In June 2016, HeatoN became the first person inducted into the ESL Hall of Fame.

== Managing career ==
In September 2007, HeatoN quit playing Counter-Strike to be coach of NiP but was then offered a chance to be a general manager for Stockholm in the Championship Gaming Series (CGS). HeatoN's CGS franchise was called the Stockholm Magnetik and had a Counter-Strike: Source team, one male and one female Dead or Alive 4 player, a FIFA 08 player, and two Forza Motorsport 2 players.

After the CGS's folding in late 2008 Christensen moved to promote a computer hardware company named Qpad, from his native country Sweden, for the first part of 2009. Later in the year however, he left Qpad to join with his former teammate Abdisamad "SpawN" Mohamed in product development at ZOWIE GEAR which is a manufacturer of competitive gaming gear, founded late 2008. In July 2010, ZOWIE GEAR announced HeatoN's first series of mice co-developed by himself called EC after player's initials. In March 2012 ZOWIE GEAR announced a new version of the EC series, named the EC eVo series which features an improved optical sensor and was released in April.

In 2012, Christensen returned to Ninjas in Pyjamas and became the organization's manager.

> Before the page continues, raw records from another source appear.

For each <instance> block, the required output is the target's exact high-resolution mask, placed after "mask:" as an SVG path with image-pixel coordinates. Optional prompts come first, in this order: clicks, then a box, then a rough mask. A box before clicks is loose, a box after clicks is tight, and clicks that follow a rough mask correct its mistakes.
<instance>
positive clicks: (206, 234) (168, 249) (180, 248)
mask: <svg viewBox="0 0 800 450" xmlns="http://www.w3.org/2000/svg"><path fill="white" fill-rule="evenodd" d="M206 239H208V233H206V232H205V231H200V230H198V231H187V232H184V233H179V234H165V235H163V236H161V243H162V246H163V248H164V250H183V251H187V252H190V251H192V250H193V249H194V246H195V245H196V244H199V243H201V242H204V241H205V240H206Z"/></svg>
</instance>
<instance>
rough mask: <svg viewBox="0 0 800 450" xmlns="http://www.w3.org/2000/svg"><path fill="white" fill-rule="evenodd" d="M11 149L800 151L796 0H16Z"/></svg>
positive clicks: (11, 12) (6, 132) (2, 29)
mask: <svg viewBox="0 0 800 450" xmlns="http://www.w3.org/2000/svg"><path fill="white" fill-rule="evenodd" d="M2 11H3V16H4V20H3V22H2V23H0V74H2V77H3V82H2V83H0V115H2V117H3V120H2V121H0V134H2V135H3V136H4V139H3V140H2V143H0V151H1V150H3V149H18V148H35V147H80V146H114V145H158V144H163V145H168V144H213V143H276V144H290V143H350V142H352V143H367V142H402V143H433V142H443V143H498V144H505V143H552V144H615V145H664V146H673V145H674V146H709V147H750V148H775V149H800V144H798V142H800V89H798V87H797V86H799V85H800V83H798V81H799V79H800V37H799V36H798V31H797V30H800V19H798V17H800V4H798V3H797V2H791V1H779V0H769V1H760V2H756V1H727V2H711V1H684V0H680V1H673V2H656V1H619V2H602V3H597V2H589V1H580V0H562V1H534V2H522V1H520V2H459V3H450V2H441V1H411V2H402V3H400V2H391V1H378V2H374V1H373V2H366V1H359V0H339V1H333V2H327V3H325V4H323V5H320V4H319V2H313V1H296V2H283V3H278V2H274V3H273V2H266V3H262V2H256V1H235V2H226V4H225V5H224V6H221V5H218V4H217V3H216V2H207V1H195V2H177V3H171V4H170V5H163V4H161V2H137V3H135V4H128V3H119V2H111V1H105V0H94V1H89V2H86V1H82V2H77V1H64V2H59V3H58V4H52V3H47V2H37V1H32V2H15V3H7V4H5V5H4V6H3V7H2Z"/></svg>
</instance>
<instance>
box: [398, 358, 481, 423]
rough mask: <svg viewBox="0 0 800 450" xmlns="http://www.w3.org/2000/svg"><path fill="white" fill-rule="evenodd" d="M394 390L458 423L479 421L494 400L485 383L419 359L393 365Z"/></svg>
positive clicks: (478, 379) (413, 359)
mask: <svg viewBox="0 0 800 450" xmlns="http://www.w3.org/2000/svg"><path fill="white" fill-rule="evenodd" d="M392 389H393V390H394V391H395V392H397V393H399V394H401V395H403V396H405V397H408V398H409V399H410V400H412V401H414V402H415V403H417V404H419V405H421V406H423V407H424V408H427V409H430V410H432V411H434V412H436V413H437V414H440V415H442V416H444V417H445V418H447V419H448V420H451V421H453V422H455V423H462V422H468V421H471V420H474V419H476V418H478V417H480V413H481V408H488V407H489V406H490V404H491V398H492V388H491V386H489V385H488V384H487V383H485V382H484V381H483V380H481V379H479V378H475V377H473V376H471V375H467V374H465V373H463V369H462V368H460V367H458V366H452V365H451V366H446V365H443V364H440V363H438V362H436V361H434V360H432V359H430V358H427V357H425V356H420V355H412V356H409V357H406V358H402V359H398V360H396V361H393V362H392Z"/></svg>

In September 2015, Christensen and two other formers NiP owners were charged with misleading an auditor about Ninjas in Pyjamas AB's finances during its sale to Diglife. Christensen was found guilty of fraud, and was sentenced pay a fine and perform community service.

During the end of summer 2019, former and current players of Ninjas in Pyjamas stepped forward accusing Christensen and other leaders of the organisation of purposely withholding money from the players. According to players, the timeslot in which they were not paid was around the same time as the fraud took place 2013-2014 (sentenced 2015). The first player that stepped forward was Robin "Fifflaren" Johansson. Shortly thereafter a number of former NiP players further corroborated the allegations made by Johansson. Some of the other players among Johansson who stepped forward include Richard "Xizt" Landström, Adam "friberg" Friberg, Christopher "GeT_RiGhT" Alesund and Patrik "f0rest" Lindberg. Christensen uploaded a video to YouTube on 22 August 2019 where he claims that it was his companion, Niklas "Fiskoo" Fischier, who was responsible for players not getting their salaries, as well as a huge tax pay up that companies and organisations in Sweden pay to the Swedish Tax Agency. Fischier denied the allegations.